The Left has gone Right this election, or, at the very least, the Left has left the once formidable coalition that is the Dominica Labour Party (DLP), one of the country's leading leftwing luminaries has contended.

And, according to Crispin Gregoire, the career diplomat and former Dominica representative at the United Nations, this ought to make the 8 December general election an interesting one.

In the 1980s Dominica's top leftists like Rosie Douglas, Pierre Charles, Bernard Wiltshire and a host of others, with an ideology that promoted the working class, began aligning with the Labour Party.

This coalition helped build the DLP into a formidable force which, having laboured for two decades in opposition, finally regained the voters' trust in 2000, stated Gregoire in a less than diplomatic assessment of the political situation leading up to next month's poll.

However, this marriage has unraveled spectacularly because the prime minister and DLP leader puts power before principle, and the left now see any association with this Labour Party as opprobrium, he told The Sun in an exclusive interview.

"The left that joined with old Labour in the 80s, the political intelligentsia that joined Labour, the Left, we all have completely left Labour and are aligning with UWP (United Workers Party)," the former ambassador contended.
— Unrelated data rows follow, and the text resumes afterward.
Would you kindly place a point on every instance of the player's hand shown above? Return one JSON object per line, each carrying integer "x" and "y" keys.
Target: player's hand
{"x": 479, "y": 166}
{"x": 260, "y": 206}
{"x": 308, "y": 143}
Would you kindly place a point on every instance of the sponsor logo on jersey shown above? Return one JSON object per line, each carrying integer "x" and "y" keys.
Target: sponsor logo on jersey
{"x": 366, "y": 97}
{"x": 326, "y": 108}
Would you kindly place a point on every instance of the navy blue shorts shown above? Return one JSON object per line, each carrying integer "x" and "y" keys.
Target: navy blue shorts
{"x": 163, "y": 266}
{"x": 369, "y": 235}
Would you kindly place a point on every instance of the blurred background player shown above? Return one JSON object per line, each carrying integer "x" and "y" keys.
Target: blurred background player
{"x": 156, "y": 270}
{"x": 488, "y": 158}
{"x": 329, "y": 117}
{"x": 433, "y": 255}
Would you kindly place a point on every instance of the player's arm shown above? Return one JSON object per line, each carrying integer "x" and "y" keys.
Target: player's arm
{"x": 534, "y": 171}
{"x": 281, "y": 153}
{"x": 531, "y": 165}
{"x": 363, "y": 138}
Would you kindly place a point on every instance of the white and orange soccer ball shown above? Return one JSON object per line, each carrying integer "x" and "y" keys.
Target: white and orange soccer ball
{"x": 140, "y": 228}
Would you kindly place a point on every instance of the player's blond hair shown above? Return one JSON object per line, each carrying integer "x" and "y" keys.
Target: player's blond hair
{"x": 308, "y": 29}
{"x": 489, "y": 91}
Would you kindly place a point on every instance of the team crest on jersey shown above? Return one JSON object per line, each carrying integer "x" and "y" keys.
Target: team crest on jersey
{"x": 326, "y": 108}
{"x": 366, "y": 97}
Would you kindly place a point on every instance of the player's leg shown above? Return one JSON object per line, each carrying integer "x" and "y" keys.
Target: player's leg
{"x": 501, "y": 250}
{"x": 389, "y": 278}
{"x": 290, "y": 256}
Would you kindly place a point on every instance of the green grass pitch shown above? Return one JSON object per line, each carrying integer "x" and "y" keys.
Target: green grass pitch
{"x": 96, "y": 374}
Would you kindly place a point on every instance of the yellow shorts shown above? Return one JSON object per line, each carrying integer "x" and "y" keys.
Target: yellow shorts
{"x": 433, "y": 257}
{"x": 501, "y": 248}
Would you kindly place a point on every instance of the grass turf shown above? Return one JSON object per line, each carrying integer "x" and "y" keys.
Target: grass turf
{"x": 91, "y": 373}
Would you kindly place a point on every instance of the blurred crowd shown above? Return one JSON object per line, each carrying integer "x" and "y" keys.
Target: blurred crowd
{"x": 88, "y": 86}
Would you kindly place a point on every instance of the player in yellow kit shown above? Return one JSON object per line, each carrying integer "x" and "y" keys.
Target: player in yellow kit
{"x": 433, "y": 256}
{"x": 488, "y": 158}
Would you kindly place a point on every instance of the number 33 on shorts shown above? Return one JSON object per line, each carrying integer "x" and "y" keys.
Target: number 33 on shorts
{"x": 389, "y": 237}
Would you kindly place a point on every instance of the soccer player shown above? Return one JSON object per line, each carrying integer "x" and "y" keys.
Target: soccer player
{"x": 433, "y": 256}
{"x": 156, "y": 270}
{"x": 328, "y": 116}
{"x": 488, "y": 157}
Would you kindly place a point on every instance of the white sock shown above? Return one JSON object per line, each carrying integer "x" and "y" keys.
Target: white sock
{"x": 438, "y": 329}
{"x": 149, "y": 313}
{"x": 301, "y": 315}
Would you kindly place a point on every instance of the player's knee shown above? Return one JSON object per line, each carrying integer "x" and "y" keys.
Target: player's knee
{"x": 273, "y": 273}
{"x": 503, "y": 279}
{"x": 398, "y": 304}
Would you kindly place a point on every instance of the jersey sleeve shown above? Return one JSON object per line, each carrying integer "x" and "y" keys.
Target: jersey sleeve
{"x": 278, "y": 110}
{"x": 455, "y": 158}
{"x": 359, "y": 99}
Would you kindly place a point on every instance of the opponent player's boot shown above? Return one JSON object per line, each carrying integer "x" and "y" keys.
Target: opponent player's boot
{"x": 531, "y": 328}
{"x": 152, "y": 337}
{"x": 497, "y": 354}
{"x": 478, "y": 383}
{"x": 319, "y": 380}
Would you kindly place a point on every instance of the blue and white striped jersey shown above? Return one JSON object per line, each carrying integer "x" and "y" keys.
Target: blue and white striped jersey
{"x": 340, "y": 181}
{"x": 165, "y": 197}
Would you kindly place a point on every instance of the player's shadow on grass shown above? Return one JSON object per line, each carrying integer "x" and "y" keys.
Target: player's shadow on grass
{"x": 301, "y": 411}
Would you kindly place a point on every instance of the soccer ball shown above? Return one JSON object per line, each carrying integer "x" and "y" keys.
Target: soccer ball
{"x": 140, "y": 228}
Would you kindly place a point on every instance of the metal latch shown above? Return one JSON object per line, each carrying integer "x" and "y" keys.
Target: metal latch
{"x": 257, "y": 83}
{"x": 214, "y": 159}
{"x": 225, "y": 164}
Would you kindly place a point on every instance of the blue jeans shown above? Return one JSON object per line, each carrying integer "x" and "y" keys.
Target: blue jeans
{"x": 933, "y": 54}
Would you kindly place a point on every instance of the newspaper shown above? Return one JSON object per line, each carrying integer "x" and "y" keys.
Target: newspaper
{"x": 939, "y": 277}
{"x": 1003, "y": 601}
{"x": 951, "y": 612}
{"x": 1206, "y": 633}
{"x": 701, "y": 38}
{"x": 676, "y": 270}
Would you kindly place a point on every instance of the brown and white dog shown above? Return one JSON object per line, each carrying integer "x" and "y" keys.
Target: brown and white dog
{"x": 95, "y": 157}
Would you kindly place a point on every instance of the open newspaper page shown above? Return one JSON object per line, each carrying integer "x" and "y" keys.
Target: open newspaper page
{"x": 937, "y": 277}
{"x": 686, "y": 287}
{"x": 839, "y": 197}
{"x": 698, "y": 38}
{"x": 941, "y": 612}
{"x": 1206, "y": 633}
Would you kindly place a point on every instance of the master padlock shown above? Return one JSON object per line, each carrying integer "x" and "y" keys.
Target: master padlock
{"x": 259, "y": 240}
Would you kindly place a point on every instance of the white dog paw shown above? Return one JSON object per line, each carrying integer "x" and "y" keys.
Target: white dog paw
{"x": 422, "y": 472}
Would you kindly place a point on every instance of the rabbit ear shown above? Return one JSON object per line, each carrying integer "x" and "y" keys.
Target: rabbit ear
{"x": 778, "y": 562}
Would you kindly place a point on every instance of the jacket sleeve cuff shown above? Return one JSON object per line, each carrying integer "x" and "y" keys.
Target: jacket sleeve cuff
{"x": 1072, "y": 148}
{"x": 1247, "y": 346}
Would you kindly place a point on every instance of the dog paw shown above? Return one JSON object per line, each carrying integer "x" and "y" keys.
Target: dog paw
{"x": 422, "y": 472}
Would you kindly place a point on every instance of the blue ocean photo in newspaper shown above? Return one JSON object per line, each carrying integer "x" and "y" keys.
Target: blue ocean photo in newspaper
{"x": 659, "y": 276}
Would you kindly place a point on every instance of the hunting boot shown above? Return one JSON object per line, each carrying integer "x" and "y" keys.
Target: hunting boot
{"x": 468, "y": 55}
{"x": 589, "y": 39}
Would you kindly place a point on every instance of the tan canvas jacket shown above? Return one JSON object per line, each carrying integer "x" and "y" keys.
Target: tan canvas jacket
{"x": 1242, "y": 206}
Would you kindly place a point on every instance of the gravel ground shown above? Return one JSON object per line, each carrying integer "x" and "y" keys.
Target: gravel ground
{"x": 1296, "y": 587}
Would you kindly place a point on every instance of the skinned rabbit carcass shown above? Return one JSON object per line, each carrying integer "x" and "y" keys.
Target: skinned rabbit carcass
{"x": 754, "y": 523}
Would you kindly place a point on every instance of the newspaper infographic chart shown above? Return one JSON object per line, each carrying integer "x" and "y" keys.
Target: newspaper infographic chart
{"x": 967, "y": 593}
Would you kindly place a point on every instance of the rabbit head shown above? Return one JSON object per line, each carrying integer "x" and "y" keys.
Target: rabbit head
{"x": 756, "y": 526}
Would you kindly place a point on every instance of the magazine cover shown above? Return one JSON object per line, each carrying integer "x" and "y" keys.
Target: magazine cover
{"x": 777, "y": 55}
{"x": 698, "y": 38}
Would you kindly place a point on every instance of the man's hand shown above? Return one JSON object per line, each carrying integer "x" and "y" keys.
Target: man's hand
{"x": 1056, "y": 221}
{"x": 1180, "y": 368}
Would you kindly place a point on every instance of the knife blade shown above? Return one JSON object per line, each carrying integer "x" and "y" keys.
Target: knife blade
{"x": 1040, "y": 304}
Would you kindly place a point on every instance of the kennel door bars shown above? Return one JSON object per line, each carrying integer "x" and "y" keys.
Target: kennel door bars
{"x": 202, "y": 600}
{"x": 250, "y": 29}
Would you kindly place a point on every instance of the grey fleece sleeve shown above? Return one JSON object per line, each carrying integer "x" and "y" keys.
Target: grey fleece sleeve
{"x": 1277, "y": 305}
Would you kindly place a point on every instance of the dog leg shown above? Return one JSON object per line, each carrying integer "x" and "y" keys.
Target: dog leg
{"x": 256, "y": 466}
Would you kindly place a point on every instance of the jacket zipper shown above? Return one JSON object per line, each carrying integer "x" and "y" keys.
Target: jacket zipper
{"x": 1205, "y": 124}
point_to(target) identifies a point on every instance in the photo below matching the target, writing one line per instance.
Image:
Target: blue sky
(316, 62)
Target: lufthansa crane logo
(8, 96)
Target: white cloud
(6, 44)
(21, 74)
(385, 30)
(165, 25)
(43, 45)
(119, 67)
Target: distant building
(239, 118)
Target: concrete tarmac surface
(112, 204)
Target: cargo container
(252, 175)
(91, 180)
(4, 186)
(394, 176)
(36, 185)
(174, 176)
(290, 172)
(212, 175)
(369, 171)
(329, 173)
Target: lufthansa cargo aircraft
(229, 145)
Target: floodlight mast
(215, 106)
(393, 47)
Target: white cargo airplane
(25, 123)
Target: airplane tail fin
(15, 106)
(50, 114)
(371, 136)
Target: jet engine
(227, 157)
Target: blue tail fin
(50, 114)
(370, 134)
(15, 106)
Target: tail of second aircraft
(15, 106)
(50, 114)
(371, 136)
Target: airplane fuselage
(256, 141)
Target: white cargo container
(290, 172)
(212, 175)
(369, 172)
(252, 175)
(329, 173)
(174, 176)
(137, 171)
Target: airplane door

Nowhere are signs of the shattered coalition more obvious than in Grand Bay, where, in 1985, the constituency's top leftist, Pierre Charles, wrestled the seat for Labour from the Dominica Freedom Party (DFP). Grand Bay has become a DLP stronghold since. Gregoire had been one of Charles' many disciples and was the choice of influencers within the DLP constituency association to be their candidate in the last election.

These influencers have since been sidelined by the party which has lost its soul and has become a hollow shadow of what it was meant to be, claims Gregoire. And, in what some see as apostasy, those from the left are leaving in droves and are now throwing their support behind the UWP.

"It happened in Grand Bay where the Pierre Charles machine has been dismantled by no less a person than his wife. UWP cannot win in Grand Bay but they will triple their votes in Grand Bay. At a recent forum, you had Clarkson (Thomas) and I- who came from the Pierre Charles camp(speaking in favour of the UWP). That represented that part of the Labour left wing who have pulled out completely from Labour."

Left wing politics has been predicated on international solidarity, and the rise of the Left here saw them establishing ties with like-minded parties and groups, including the liberation movement in Africa. They also maintained close links with Cuba, with which Dominica, during the reign of the Dominica Freedom Party (DFP) in the 1980s, had a less-than-cordial relationship.

"We tried to influence the foreign policy with Patrick John. When Eugenia came in she didn't want to go that route, she pursued a pro-western policy," Gregoire told The Sun. However, the island began formal relations with Havana in 1996 under the UWP administration. This, Gregoire contends, still means a lot to the Cuban government, and holds some sway as the Left move out of the DLP and right into the UWP.